The observation that dendritic morphology is sensitive to the intracellular signaling properties of GluN2 subunits provides a foundation for additional studies of downstream molecular signaling. Relative to NMDARs containing GluN2A, NMDARs that incorporate GluN2B associate more readily with calmodulin-dependent protein kinase II (CaMKII), the obligatory kinase for the induction of activity-dependent synaptic potentiation (Shipton & Paulsen, 2014). Additionally, NMDARs with GluN2B subunits influence synaptic efficacy and spine shape through selective interactions with RasGRF-1 (Li, Tian, Hartley & Feig, 2006) and α-actinin (Wyszynski et al., 1997), respectively. Finally, GluN2B subunits lack CDK5 and PKA phosphorylation sites and have fewer PKC phosphorylation sites that are present in GluN2A subunits and regulate channel dynamics (Sanz-Clemente, Nicoll, & Roche, 2013; Chen & Roche, 2007). Thus, activation of one or more of these GluN2B CTD signaling streams could underlie the increased dendritic growth observed in the ABc line. More generally, activation of GluN2B CTD signaling streams in WT mice may be largely responsible for dendritic remodeling and synaptic connectivity, and hence large-scale network connectivity.
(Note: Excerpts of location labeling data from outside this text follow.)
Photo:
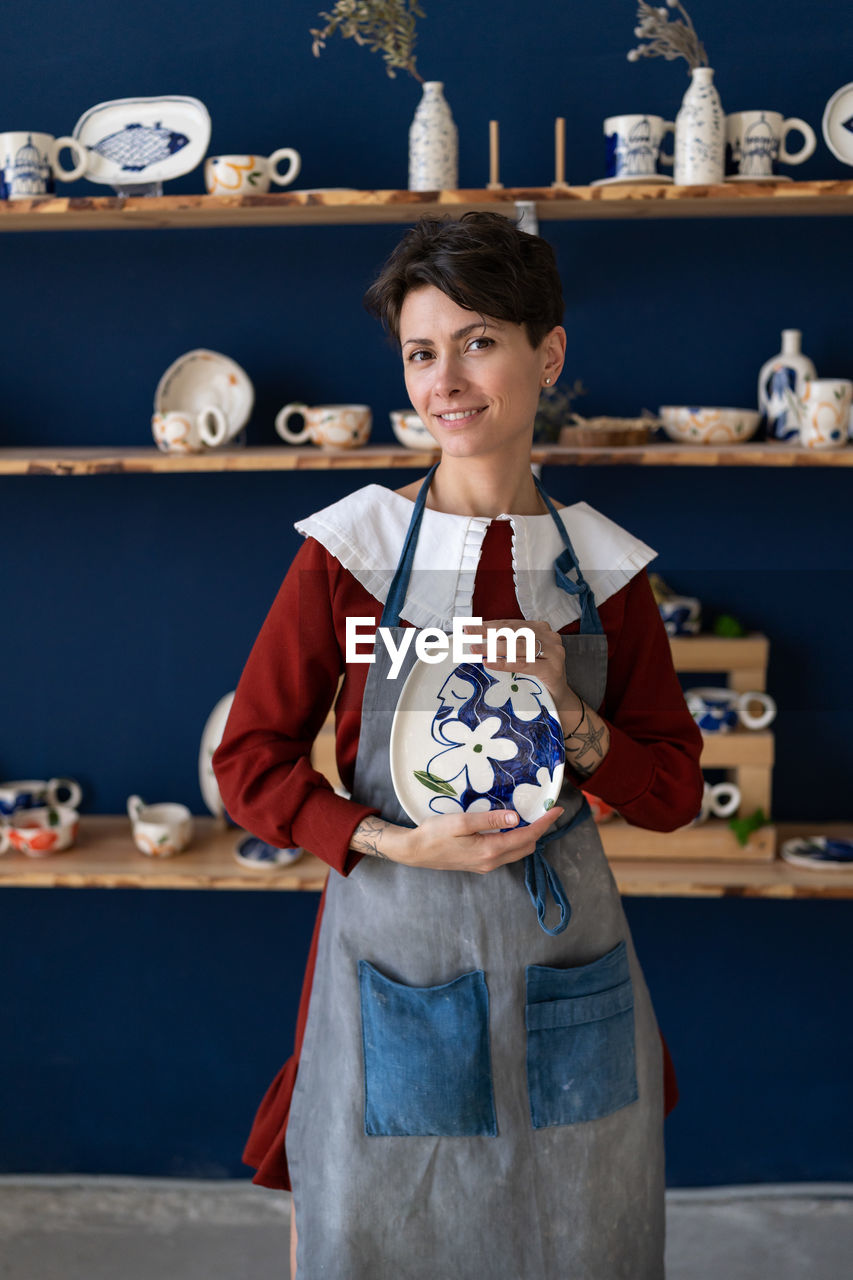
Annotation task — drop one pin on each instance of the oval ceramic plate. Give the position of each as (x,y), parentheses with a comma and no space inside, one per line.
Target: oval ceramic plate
(468,739)
(133,141)
(820,854)
(201,378)
(210,740)
(836,124)
(649,179)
Dendritic morphology has been shown to impact various electrophysiological measures in both computational and experimental models (Duijnhouwer, Remme, van Ooyen, & van Pelt, 2001; Ferrante, Migliore, & Ascoli, 2013; Krichmar, Nasuto, Scorcioni, Washington, & Ascoli, 2002). Type of firing, firing frequency, impedance mismatch, spike initiation, and more are all affected by dendritic morphology (Ferrante et al., 2013; Krichmar et al., 2002). For example, cells in area CA3 with more expansive dendritic trees are prone to higher spiking frequencies and lower burst frequencies than cells with smaller dendritic trees (Ferrante et al., 2013; Krichmar et al., 2002). Therefore, higher spiking frequencies might be expected in CA1 pyramidal neurons in ABc mice having more expansive dendritic arbors compared to BAc and WT mice. Additionally, CA1 cells with longer apical dendrites are more sensitive to locationspecific synapse integration (Ferrante et al., 2013; Krichmar et al., 2002), and membrane area of CA1 cells impacts spike threshold (Ferrante et al., 2013; Krichmar et al., 2002). Further, in cultured hippocampal neurons, the spiking rate tends to increase as the number of dendritic terminations increases (Krichmar et al., 2002; Krichmar, Velasquez, & Ascoli, 2006). Thus, CA1 pyramidal neurons in ABc mice would be expected to exhibit alterations in synapse integration and spike threshold, and spike rate. Electrophysiological changes such as these likely impact neuronal plasticity, though investigation of the direct impacts of dendritic morphology on functional plasticity is lacking (Ferrante et al., 2013; Krichmar et al., 2002). Electrophysiological experiments in hippocampal slices taken from ABc and BAc mice may help to clarify how dendritic morphology influences activity-dependent synaptic plasticity.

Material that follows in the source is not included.